Isabel no se quejó en ningún momento a pesar del punzante dolor.

María aprendió a curar y evitar el sufrimiento de la gente años atrás al lado de su padre, que se ganaba la vida recorriendo los pueblos, aldeas, burgos y ciudades del reino para ofrecer sus servicios como barbero cirujano. Pero con los años aprendió que había otras formas de curar y que el dolor se podía remediar usando la naturaleza que los rodeaba.

Aquello se lo enseñó su madre, la abuela de Isabel.

—Ha sido… —intentó responder Moira. Pero se abstuvo de responder ante la inquisidora mirada de su amiga.

—¿Quién? —insistió María sin apartar la mirada de Moira.

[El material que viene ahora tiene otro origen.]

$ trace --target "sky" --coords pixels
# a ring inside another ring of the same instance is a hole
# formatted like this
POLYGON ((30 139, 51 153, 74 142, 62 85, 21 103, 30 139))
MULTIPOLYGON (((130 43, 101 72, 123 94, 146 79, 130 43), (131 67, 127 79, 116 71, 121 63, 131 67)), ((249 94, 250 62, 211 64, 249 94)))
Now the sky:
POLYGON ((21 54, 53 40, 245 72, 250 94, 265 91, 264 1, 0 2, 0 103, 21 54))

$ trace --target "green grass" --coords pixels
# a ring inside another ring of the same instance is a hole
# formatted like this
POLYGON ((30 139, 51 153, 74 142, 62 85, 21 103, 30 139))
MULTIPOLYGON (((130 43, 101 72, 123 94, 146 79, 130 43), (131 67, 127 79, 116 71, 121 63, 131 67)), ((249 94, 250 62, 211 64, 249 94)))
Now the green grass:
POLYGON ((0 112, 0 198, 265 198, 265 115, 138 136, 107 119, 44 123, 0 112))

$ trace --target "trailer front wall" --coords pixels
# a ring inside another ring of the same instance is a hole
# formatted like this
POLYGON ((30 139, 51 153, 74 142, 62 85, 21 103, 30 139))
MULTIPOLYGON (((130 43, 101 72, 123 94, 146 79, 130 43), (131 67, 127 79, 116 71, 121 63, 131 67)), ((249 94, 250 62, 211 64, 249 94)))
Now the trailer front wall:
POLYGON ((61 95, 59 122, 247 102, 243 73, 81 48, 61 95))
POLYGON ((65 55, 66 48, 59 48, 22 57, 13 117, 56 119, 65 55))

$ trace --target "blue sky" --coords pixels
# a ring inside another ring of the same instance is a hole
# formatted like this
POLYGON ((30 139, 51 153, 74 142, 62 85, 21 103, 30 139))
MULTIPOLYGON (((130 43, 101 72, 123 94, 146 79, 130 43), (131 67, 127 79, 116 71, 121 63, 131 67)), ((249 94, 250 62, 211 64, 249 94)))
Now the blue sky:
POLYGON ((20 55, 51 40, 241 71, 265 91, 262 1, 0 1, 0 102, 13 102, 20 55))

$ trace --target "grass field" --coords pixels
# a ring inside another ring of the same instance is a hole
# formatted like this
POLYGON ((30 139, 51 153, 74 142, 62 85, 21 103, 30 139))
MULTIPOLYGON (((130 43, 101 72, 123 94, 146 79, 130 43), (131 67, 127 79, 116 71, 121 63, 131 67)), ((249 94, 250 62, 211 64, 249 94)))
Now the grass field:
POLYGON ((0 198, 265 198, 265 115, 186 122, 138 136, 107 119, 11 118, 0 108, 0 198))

—No lo sabemos —mintió Isabel.

Moira pensó que lo mejor sería dejar a solas a madre e hija. Se despidió de ellas y cerró la puerta tras de sí. De camino a casa, se cruzó con Auria, la hermana mayor de Isabel. En sus brazos descansaba Leonor, la más pequeña de la familia. Aún no había cumplido un año.

—¿Cómo tiene la cara? —preguntó Auria.

—Pero… ¿Quién te lo ha dicho?

—¡Qué más da! El caso es que lo sabe toda la aldea. Mi madre la ha cruzado con mi hermana en brazos. Todo el mundo se preguntaba qué es lo que había ocurrido.

Leonor miraba a una y a otra sin entender una palabra.

Martín poseía una de las casas más grandes de todo el valle de Roncal. Levantada con gruesos sillares y techumbre de madera, tenía una altura de dos plantas y un amplio patio trasero. En la planta baja, frente a la puerta de entrada, había una chimenea de grandes proporciones que les prometía calidez y tibieza durante el largo invierno. En el centro de la sala había una mesa junto a un par de bancadas. Un arcón descansaba bajo uno de los ventanales. Allí guardaba con recelo sus herramientas de trabajo, utensilios demasiado costosos por su valor y escasez. A la diestra había una estantería de la altura de un hombre en cuyo interior guardaban los enseres de cocina.

La planta superior la formaban un par de habitaciones.

Martín estaba considerado como uno de los mejores maestros carpinteros de todo el reino de Navarra. El mismísimo rey Teobaldo II había contratado sus servicios en más de una ocasión para hacer varios trabajos en todas sus propiedades. El soberano había sido muy generoso y siempre le había pagado puntualmente lo prometido. Pero pasaba largas temporadas fuera de casa, pues varios eran los días de distancia había entre Roncal y algunos de los dominios de Teobaldo. Gozaba de su favor para usar sus bosques, aunque debía pagar anualmente una pequeña cantidad de óbolos de vellón. Nobles, obispos, tenentes, merinos y los más prósperos mercaderes del reino habían confiado en su trabajo, pues su fama había traspasado ya las fronteras del reino de Navarra. Muchos de ellos le pedían trasladarse a vivir en Pamplona o Tudela, donde seguro encontraría más trabajo.

—Odio las aglomeraciones —protestaba él—. Prefiero la tranquilidad y seguridad de los bosques.

Abrió la puerta que daba al interior del patio y dio un portazo tras de sí para mostrar así sus intenciones. Le recibieron las flores de vivos colores que agraciaban el recinto amurallado de piedra caliza traída de una cantera próxima al valle. Caléndulas, rosas de té, flores de almendro, campánulas, claveles y hortensias crecían en grandes maceteros de barro cocido bajo la delicada atención que les prestaba su esposa Elisenda.

Munio estaba sentado en uno de los bancos que había fabricado Martín bajo la sombra de una encina cuando escuchó el portazo.